This modeling setup (described below) is then used to study the sensitivity of these clouds to imposed changes in cloud droplet number concentration Nd. Our preliminary analysis suggests that the sensitivity of cloud macrophysical properties (liquid water path, cloud fraction and cloud vertical structure) to Nd is weak, such that the Twomey effect typically dominates ‘cloud lifetime’ effects on downwelling surface and upward top-of-atmosphere shortwave radiation across the range of clouds sampled in MAGIC.
Our simulations use the System for Atmospheric Modeling (SAM 6.10) with Morrison microphysics, RRTMG radiation, and the UM5 scalar advection scheme.
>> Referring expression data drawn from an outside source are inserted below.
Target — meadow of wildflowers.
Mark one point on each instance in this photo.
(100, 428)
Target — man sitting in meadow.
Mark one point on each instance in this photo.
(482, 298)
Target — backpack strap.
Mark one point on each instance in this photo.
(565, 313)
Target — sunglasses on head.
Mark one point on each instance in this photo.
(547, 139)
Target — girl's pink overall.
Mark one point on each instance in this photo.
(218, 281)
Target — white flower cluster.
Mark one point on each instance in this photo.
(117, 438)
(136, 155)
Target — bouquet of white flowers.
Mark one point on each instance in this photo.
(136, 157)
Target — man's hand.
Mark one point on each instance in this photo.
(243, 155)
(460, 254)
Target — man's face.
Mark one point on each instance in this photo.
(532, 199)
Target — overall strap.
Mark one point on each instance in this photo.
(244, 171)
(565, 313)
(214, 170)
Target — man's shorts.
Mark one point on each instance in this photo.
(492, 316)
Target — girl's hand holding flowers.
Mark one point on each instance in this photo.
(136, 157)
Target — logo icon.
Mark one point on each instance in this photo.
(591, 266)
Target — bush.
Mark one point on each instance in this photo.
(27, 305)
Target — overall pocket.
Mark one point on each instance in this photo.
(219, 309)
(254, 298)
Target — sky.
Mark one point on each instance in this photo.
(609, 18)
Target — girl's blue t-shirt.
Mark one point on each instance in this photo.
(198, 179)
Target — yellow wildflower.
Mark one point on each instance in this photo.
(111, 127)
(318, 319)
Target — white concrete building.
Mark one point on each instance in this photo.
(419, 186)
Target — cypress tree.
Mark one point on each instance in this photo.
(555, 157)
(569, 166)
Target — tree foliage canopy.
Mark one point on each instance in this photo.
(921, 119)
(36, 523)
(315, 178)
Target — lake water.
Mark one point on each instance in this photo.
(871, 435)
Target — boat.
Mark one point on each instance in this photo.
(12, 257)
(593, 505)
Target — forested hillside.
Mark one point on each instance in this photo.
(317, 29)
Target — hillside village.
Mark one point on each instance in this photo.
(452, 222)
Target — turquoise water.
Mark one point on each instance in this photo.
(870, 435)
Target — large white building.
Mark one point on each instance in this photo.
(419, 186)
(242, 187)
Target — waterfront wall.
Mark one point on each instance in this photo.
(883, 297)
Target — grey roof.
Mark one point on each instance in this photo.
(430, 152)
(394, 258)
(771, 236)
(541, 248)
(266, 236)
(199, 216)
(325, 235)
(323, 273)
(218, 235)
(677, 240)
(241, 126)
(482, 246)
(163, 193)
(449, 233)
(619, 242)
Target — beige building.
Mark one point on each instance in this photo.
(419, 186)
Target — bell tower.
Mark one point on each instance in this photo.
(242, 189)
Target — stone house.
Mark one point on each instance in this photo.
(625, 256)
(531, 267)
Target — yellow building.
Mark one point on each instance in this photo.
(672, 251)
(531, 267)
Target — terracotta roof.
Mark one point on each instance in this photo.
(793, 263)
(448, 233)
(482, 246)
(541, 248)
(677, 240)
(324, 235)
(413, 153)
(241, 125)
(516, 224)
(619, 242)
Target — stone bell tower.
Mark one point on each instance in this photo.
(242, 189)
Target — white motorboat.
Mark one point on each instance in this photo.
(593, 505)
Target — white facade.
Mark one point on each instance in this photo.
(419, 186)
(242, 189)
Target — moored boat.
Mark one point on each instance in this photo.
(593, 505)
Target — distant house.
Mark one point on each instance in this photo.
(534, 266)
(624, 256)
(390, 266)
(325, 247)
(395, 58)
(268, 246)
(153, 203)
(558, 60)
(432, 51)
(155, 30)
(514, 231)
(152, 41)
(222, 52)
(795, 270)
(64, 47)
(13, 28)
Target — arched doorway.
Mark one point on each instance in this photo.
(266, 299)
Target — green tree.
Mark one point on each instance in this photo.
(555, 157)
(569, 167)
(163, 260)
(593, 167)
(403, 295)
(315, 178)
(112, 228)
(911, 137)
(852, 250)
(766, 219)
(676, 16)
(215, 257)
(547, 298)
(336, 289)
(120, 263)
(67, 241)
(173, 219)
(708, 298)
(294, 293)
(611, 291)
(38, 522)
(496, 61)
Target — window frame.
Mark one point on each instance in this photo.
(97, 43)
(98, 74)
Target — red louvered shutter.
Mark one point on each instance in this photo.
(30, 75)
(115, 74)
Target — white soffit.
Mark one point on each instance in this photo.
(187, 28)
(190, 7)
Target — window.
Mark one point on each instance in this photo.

A 6.4x6.4 km doubly-periodic domain and variable vertical resolution are used. To avoid over-entrainment, a small vertical grid spacing of 5 m is used across the height range 600-2100 m in which sharp inversions capping stratocumulus cloud layers are typically found. Each simulation is initialized using thermodynamic profiles from the first balloon sounding of each cruise leg. Sea-surface temperatures are prescribed from observations, and ECMWF analyses are used to derive time-varying geostrophic wind, ship-relative large-scale advective forcing and large-scale vertical velocity. ECMWF vertical velocities are adjusted to relax the lower-tropospheric temperature profile toward observations with a relaxation timescale of 1 day, and temperature and humidity are strongly nudged toward the balloon profiles above 3 km. Humidity and wind profiles are also gently relaxed toward the observations to prevent substantial mean drifts.
The time-varying cloud droplet number concentration is specified based on the ship-measured accumulation-mode aerosol and an empirical linear regression between this measurement and satellite-retrieved Nd. The aerosol sensitivity study replaced the default time-varying droplet concentrations for each simulated cruise with fixed values of 50 and 100 cm-3, consistent with simplifying assumptions used in many operational weather forecast models.